Obat COVID-19 produksi BUMN akan segera dipasarkan. Pemerintah meminta agar produsen obat tidak menjualnya dengan harga mahal.
Menteri Koordinator (Menko) Bidang Kemaritiman dan Investasi Luhut Binsar Pandjaitan mengingatkan agar produsen obat COVID-19 dalam negeri tidak mempermaikan harga jual di pasaran. Sehinga berdampak dengan harga jual yang mahal.
"Kalbe Farma, Bio Farma, Indofarma, dan perusahaan farmasi lainnya, saya minta jangan buat harga yang terlalu tinggi, sesuai kewajaran saja karena ini masalah kemanusiaan dan tolong perhatikan kondisi ekonomi masyarakat yang sedang sulit saat ini," tegas Wakil Ketua Komite Penanganan COVID-19 dan Pemulihan Ekonomi Nasional (KPC PEN) ini, saat memimpin rapat koordinasi (Rakor) Ketersediaan dan Kewajaran Harga Obat/Farmasi untuk COVID-19 secara daring, Senin (5/10).

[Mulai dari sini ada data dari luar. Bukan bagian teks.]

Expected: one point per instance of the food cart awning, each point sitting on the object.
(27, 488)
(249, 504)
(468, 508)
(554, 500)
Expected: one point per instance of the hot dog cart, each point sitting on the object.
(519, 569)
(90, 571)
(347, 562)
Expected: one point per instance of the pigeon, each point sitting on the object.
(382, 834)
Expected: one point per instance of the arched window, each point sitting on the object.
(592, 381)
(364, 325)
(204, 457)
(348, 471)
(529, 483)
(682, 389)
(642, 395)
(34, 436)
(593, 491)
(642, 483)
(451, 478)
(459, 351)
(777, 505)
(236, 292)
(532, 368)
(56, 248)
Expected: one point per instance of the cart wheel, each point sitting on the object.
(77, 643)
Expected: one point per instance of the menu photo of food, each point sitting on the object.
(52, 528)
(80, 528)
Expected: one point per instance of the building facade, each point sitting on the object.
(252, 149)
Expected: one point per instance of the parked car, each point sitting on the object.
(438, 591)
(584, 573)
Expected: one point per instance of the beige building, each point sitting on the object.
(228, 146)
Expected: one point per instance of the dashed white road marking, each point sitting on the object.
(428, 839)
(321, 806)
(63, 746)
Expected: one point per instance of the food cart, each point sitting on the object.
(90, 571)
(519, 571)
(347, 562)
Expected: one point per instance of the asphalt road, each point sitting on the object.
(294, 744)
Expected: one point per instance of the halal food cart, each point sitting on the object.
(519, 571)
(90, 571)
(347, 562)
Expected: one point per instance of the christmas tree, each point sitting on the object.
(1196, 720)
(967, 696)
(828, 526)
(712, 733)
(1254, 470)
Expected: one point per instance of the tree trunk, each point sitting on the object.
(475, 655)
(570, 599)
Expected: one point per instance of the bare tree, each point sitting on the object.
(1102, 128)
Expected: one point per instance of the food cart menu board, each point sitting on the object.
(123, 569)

Dia mengatakan pemerintah telah memiliki kumpulan data mengenai harga obat berbasis Free on Board (FoB) atau harga barang di tempat asal negara seperti India, China, dan Jerman.
"Database ini akan digunakan untuk mengevaluasi kewajaran harga obat-obatan COVID-19 yang ada di pasar dan saya minta Pak Terawan (Menteri Kesehatan) untuk mengawasi secara ketat hal ini," tegasnya.
Menurutnya, kebijakan evaluasi harga obat COVID harus dilakukan khususnya untuk obat-obat yang bahan bakunya masih diimpor dari luar negeri atau obat yang masih belum mampu diproduksi dalam negeri.
"Saya titip agar Pak Terawan dan Prof Kadir (Plt Direktur Jenderal Pelayanan Kesehatan Kemenkes) cek lagi harga di pasaran dan obat mana yang bisa segera diproduksi dalam negeri," ujarnya.
Luhut juga meminta agar Kementerian Kesehatan (Kemenkes) memastikan ketersediaan obat-obatan COVID-19 paling tidak hingga akhir tahun ini. Sebab, menurutnya masih ditemukan beberapa rumah sakit yang mengalami kesulitan memperoleh Favipiravir, Remdesivir, dan Actemra.
"Saya ingin agar kelangkaan ini bisa segera diselesaikan. Saya akan cek secara regular terkait hal ini, pokoknya jangan sampai ada orang mati karena tidak memperoleh obat tepat waktu," tegasnya.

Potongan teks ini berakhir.